INDONESIA akhirnya memutuskan membuka kembali pintu penerbangan Internasional ke Bali yang berlaku efektif per 4 Februari 2022. Terkait hal itu, pemerintah pun telah menyiapkan sebuah terobosan yang disebut dengan 'warm up vacation'.
Program Bali warm up vacation merupakan inovasi yang dirancang secara khusus bagi wisatawan atau Pelaku Perjalanan Luar Neger (PPLN) yang baru datang ke Bali agar dapat menjalani karantina mandiri dalam hotel namun dengan sistem bubble.
Di mana memungkinkan seseorang bisa beraktivitas tidak terbatas hanya di kamar, namun dapat melakukan berbagai aktivitas di area bubble yang khusus disiapkan oleh pengelola hotel.

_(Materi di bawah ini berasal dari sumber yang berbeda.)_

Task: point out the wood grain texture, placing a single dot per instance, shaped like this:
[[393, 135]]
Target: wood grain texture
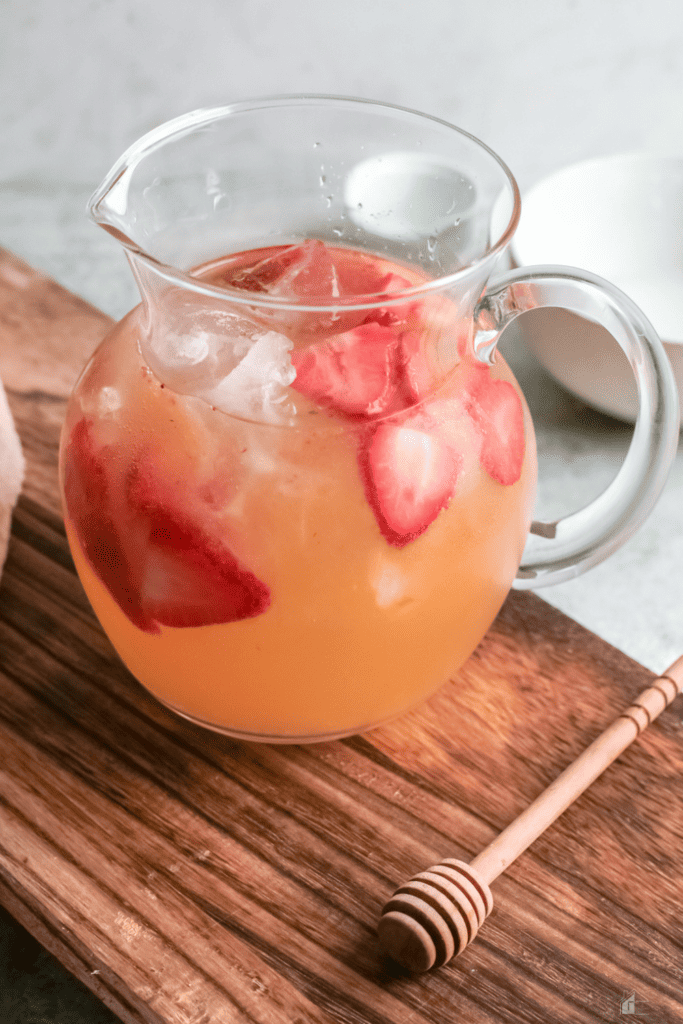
[[187, 879]]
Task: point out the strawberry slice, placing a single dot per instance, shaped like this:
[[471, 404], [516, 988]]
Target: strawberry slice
[[497, 413], [157, 562], [351, 373], [187, 578], [409, 475], [414, 368], [261, 275], [89, 504]]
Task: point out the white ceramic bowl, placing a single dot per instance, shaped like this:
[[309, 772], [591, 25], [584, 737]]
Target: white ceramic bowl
[[621, 217]]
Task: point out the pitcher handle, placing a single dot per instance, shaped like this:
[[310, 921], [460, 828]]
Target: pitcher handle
[[567, 547]]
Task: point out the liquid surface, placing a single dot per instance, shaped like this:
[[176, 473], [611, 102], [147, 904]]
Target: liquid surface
[[295, 524]]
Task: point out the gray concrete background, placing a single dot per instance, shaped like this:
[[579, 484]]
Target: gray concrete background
[[543, 82]]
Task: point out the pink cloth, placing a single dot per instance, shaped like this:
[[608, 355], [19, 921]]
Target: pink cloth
[[11, 472]]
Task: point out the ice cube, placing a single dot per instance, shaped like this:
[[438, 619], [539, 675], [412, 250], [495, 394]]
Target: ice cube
[[257, 387], [389, 583], [189, 347]]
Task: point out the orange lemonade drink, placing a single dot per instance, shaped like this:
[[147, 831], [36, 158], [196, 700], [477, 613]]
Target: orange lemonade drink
[[306, 553]]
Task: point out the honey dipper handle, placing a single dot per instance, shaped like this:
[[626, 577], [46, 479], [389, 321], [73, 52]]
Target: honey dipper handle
[[574, 779]]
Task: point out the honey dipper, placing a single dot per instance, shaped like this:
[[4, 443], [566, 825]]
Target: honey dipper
[[436, 914]]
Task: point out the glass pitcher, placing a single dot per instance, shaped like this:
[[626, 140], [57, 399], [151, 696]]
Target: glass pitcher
[[298, 479]]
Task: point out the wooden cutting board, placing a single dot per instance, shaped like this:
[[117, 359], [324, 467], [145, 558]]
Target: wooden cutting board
[[187, 879]]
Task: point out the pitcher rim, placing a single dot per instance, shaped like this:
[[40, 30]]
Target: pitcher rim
[[185, 123]]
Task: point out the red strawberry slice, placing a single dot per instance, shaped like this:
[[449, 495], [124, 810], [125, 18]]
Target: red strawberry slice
[[89, 505], [351, 373], [409, 475], [261, 275], [159, 565], [497, 413], [187, 578], [414, 368]]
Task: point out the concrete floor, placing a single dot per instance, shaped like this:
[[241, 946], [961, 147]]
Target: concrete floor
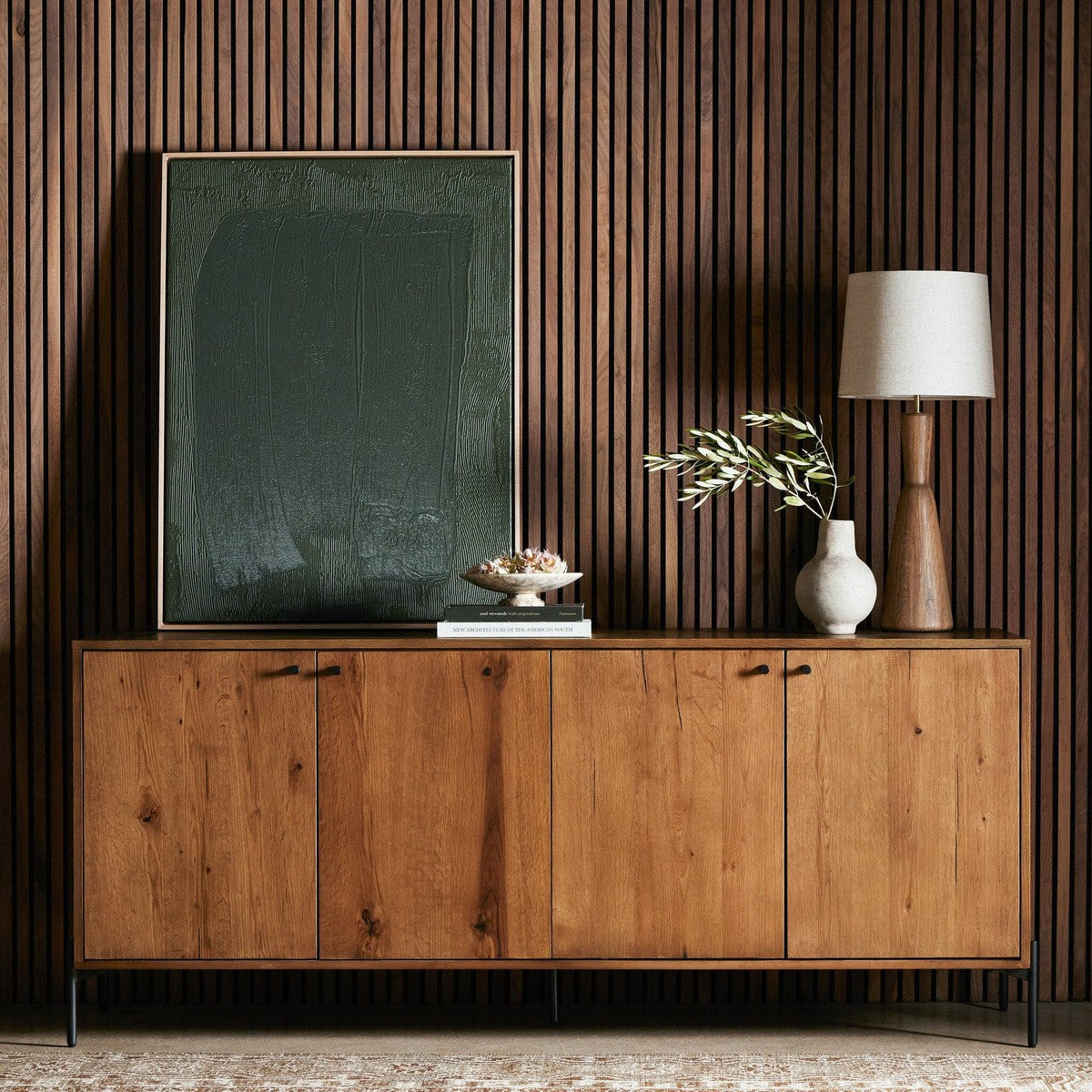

Hal itu tentu bertujuan agar PPLN tidak merasa menjalani karantina mandiri di Bali, namun seakan sedang menjalani pemanasan untuk persiapan liburannya di Bali, tentunya dengan tetap mengedepankan prinsip kehati-hatian dalam mencegah penyebaran Covid-19.
Deputi Bidang Pemasaran Kemenparekraf, Nia Niscaya menerangkan, paket Bali warm up vacation ini berbeda dengan karantina mandiri. Salah satu perbedaannya adalah PPLN bisa tetap menikmati fasilitas di area hotel yang menerapkan sistem bubble atau bukan karantina di kamar.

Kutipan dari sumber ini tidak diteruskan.